昭和の時代、習い事の定番だった「そろばん」が令和の時代に再び脚光を浴びているという。デジタル機器を使えば簡単に答えが出来る時代にこそ、自分の頭や指を使うそろばんの価値が見直されつつあるらしい。そろばんに慣れると頭の中で玉を動かして暗算が出来るようになり、算数の能力も上がるので塾に通わせるそうで、かなりの子供が小学1年までにそろばんに親しむという。

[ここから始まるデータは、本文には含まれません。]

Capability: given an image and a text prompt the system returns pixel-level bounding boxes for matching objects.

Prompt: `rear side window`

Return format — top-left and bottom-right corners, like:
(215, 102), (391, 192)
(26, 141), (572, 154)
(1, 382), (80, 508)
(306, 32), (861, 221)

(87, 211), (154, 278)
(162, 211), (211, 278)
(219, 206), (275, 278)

昭和中期くらいまでは、事務職の採用条件が商工会議所珠算能力検定3級以上という会社もあった。そういう背景もあって、そろばんの習い事が盛んで私が中学生の頃、街に2箇所のそろばん塾があり、3級合格者の数を競っていた。
 社会人になった頃は、加算器や大型の卓上計算機が出始めたものの、技術系は計算尺、事務系はそろばんが幅を利かせていた。中には暗算の得意な者がいて、仕事はもちろん、麻雀の点数計算やゴルフのスコア集計など朝飯前で便利な存在として重宝がられた。

1970年代に入り卓上の小型計算機が大ヒットし、それに伴ってオフィスからそろばんは姿を消した。
そろばんの起源は定かでないが、日本では1570年代の「日本風土記」に記録があるという。江戸時代には「読み書きそろばん」と言われて寺子屋で教えられるなど重要視され、明治以降の小学校でも取り入れられた。
白井市に「白井そろばん博物館」があるそうで、その歴史を辿るのもよいかも知れない。

歳をとると記憶力などが金属疲労の様相を呈するが、それは使わないことによる弊害だそうで、磨けば磨くほど戻るそうである。今更そろばん塾へ通わないまでも、日常生活で出来るだけ頭の体操をするのには計算はよいのかも知れない。